Should You Disclose a Death in Your House for Sale?
Homebuyers today, with access to so much information online, want to know as much as they can about a home’s history before signing a contract. It’s typical to disclose leaks and other known issues. But should you disclose a death in your house, or a crime that was committed? Here’s what you need to know.
Disclose any death that occurred on the property
If there was a death on the property, you should air on the side of caution by disclosing it at the time of listing. For obvious reasons, homes where a natural death occurred have less of a stigma than homes where there was a murder or suicide. In California, Civil Code Section 1710.2 requires sellers to disclose knowledge of any death within the past three years. But absent a law, buyers still have access to tons of information. If a seller chooses not to disclose, it will likely come back to bite them, either in the form of a lawsuit after the fact or by losing a buyer during escrow.
Disclose any known criminal activity
Previous criminal activity can impact the home’s value, particularly if it was a burglary or theft. From the theft of a bicycle to illegal drug activity or even a murder, sellers should disclose what they know. In some states, disclosure statements require that you share knowledge of criminal activity not just on your property, but in the neighborhood.
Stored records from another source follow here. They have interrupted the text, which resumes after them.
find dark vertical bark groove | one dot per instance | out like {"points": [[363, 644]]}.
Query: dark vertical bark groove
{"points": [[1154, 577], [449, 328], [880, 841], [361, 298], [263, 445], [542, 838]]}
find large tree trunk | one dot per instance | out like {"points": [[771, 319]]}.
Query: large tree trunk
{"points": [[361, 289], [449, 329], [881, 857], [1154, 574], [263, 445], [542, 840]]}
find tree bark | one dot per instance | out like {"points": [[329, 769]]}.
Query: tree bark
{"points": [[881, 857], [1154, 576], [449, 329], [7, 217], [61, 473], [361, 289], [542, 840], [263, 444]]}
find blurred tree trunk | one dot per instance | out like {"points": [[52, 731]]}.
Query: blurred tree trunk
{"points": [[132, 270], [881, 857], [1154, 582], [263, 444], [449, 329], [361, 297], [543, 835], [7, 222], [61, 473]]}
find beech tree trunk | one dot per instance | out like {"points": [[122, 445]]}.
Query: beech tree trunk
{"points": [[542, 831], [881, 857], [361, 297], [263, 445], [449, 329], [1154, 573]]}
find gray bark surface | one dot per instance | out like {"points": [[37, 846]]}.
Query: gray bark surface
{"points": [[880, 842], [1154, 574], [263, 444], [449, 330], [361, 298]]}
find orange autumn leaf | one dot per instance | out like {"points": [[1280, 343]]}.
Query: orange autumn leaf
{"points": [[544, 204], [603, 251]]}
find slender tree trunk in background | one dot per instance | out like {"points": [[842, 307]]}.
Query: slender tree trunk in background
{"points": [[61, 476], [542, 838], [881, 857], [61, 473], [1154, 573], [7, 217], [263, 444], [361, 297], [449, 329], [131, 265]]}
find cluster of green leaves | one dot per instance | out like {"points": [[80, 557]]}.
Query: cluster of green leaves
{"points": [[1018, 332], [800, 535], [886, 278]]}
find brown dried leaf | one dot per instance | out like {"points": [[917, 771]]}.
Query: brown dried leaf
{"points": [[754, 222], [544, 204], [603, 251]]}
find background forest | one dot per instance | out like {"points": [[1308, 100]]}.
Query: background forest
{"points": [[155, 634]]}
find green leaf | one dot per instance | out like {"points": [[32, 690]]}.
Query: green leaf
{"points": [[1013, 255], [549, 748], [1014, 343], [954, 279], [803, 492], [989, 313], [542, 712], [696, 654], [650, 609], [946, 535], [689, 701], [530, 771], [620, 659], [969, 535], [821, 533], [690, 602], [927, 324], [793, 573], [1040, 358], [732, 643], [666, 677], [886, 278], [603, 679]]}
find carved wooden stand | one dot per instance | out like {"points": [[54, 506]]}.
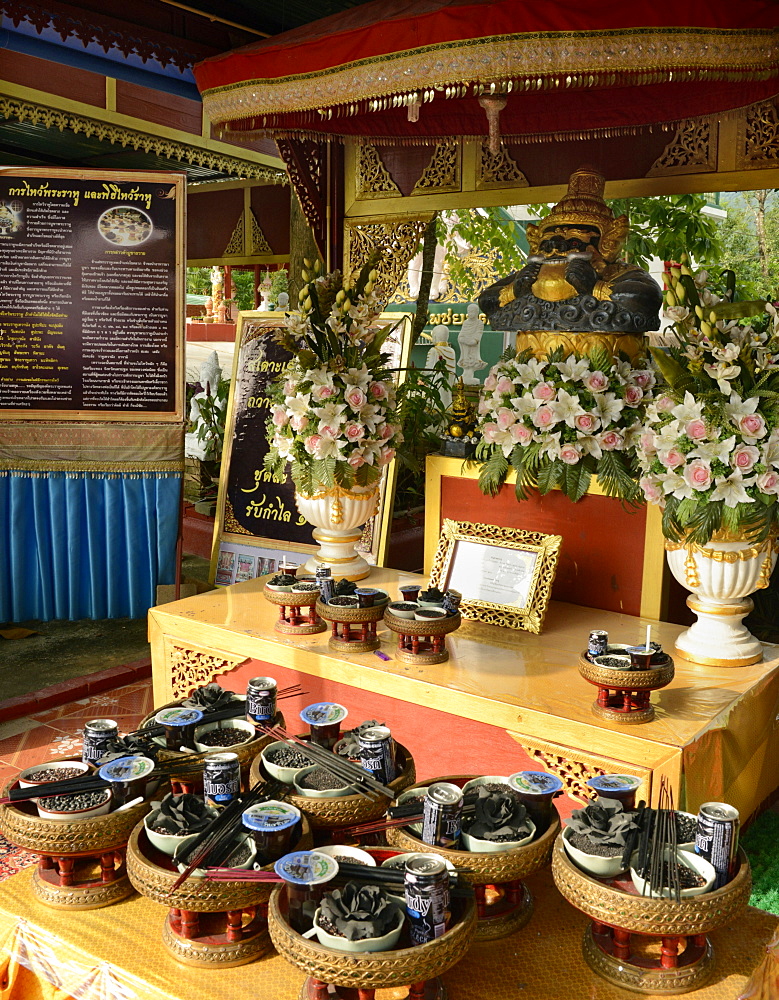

Bring the home to the market in its best possible light. Example: If an elderly person died peacefully in the home, do some work to the home so buyers aren’t reminded of the death. A solid cleaning, painting and finishing of the floors or replacing the carpet will give the home a fresh look and feel. Even though buyers will learn of the death, they shouldn’t be reminded of it. Also, first impressions are lasting impressions. A buyer may be so impressed with the location and condition that, when they learn of the death, it’s not an issue.
In addition to reviewing building and property tax records, be on the lookout for the “unknown.” Start by Googling the address. You might be surprised by what you find. Past police reports, neighborhood association meeting minutes, local blogs and news stories tend to live forever oonline.
Visit the property at different times of day. Ask neighbors what they know about the home’s history. Whether or not you have reason to believe the home had a past, it’s imperative that you research as much as you can.